Drew is "retiring" after more than 30 years at the bank, JPMorgan said.

Her departure comes days after the bank reported a huge "egregious" loss that came under her responsibility at the bank's chief investment officer.

"Ina Drew has been a great partner over her many years with our firm," chief executive and chairman Jamie Dimon said.

"Despite our recent losses in the CIO, Ina's vast contributions to our company should not be overshadowed by these events," Dimon said. No mention was made in the statement of any of the other CIO officials reportedly involved in the loss.

The Wall Street Journal said two other high-ranking executives were set to leave this week: Achilles Macris, who heads the London-based desk that placed the trades, and trader Javier Martin-Artajo, a managing director on Macris's team.

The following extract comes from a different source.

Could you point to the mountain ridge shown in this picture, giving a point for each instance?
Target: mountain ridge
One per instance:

Attention has also focused on the role of a London-based JPMorgan trader, French-born Bruno Michel Iksil, nicknamed "The London Whale" and "Voldemort," after the villain in the Harry Potter books.

Drew had repeatedly tendered her resignation since the extent of the loss became apparent in late April, but Dimon had refused to accept it until now, according to the reports. She will be replaced by Matt Zames, currently head of JPMorgan's global fixed-income unit.

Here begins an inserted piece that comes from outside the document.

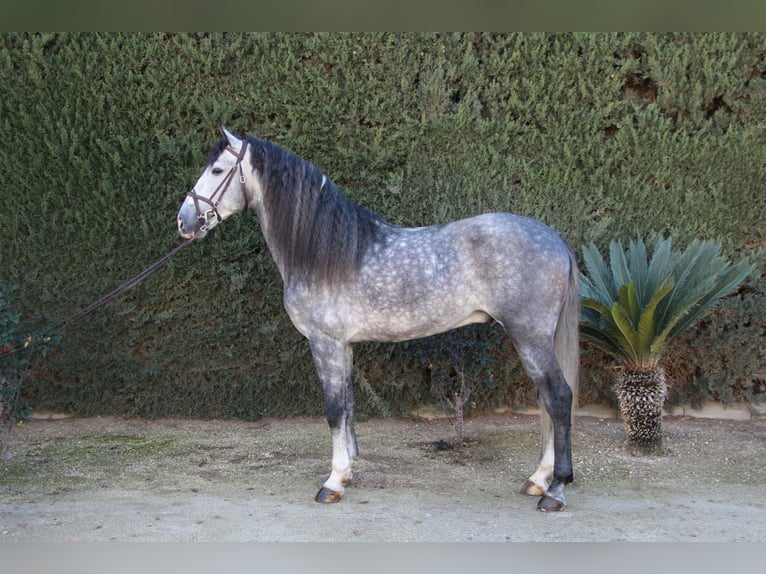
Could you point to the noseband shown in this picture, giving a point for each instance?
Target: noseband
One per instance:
(219, 192)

Losses show need for Wall Street reform - White House

The White House said today that the massive derivatives trading losses incurred by JPMorgan Chase highlighted the need to "fully implement" Wall Street reforms passed in 2010.

"This event only reinforces why it was so important to pass Wall Street reform, why it is so important to fully implement Wall Street reform," White House spokesman Jay Carney said on board Air Force One.

"Ever since it passed, there's been millions and millions of dollars spent by Wall Street lobbyists to try to water down, delay, and render ineffective those rules to be put into place," Carney said.